Trinity 4 BCP Luke 6.36f 27th June 2010

Give and it shall be given unto you.

Besides football we’ve been thinking a lot about the economy this week.

You could see our gospel reading as topical in its call for generosity – topical or countercultural!

Give, and it shall be given unto you; good measure, pressed down, and shaken together, and running over, shall men give into your bosom. For with the same measure that ye mete withal, it shall be measured to you again.

Give - in this word and action lies success in life although it flies in many ways against the spirit of the world.

We could think of our home economy and how it is best served by Christian principles but I will choose something more basic to many households.

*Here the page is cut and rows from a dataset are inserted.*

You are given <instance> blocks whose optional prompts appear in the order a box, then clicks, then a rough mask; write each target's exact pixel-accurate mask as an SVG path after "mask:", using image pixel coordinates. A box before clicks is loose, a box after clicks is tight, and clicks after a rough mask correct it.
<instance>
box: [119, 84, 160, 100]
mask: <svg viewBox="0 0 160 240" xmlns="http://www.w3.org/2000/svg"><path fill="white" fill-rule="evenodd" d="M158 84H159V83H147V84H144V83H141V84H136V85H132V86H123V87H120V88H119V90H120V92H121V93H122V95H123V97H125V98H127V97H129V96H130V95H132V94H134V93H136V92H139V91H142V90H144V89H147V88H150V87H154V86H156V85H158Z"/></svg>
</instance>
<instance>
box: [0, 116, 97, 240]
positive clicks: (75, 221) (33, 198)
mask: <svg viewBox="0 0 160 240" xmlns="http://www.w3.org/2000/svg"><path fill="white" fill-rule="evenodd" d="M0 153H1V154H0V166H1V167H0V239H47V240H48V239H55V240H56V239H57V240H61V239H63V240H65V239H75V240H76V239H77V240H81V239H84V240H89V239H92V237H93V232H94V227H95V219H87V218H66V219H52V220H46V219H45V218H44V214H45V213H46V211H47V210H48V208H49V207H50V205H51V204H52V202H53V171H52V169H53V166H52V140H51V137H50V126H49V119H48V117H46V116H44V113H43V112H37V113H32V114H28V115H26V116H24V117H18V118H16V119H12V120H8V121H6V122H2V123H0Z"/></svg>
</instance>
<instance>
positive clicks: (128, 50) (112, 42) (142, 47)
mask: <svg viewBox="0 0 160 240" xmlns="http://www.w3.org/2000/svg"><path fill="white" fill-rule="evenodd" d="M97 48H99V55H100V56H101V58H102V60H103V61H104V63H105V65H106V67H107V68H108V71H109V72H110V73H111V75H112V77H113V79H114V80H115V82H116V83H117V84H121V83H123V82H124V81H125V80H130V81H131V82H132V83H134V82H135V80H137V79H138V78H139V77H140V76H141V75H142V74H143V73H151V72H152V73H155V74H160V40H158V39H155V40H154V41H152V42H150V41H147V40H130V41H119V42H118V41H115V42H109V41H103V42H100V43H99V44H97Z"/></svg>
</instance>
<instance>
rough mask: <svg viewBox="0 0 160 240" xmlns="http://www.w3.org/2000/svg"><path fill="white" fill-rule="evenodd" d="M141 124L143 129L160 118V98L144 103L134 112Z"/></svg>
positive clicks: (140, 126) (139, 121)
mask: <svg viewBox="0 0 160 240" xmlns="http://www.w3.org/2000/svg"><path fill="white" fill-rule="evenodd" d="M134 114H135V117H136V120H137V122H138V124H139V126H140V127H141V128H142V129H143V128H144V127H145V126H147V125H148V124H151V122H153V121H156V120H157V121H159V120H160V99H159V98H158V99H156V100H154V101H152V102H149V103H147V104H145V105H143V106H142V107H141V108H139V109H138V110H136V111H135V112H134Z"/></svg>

Think of the meaning of marriage. In it we give ourselves. We take, yes. People don’t get married unless they got something out of one another, so to speak, but unless there is giving there is little blessing.

Giving of time one to another, giving of patience, giving the benefit of the doubt, giving care to one another.

This is not a natural action. It is so far, but when our human capacity to give seems exhausted, be it in marriage or in other realms, we need our Christianity which is the open line to heaven Jesus gives us.

Christianity is about grace, about help from above. Blessed are those who have discovered that grace and help as a reality to aid daily living and loving!

In Jesus, God's unbounded love is given to all who will welcome his Holy Spirit. We receive from his Spirit to give more than we can humanly give to others.

In the sacrament of marriage couples receive a special anointing in that Spirit. In this, the sacrament of the altar we receive the same Spirit.

With that gift, in Holy Communion or marriage, comes the call to love as the Lord loves you, to give as the Lord has given to you.

Give, and it shall be given unto you; good measure, pressed down, and shaken together, and running over, shall men give into your bosom. For with the same measure that ye mete withal, it shall be measured to you again.

Our lives, our marriages, our churches, to be most fruitful need to be open to God, who is able, by his spirit, to melt our meanheartedness and make us ever more generous.

Through this Holy Communion Jesus gives himself to us under the veil of bread and wine.

Let us respond to his word to us this morning by a resolve to be generous and make space for others and for him in our hearts. Amen.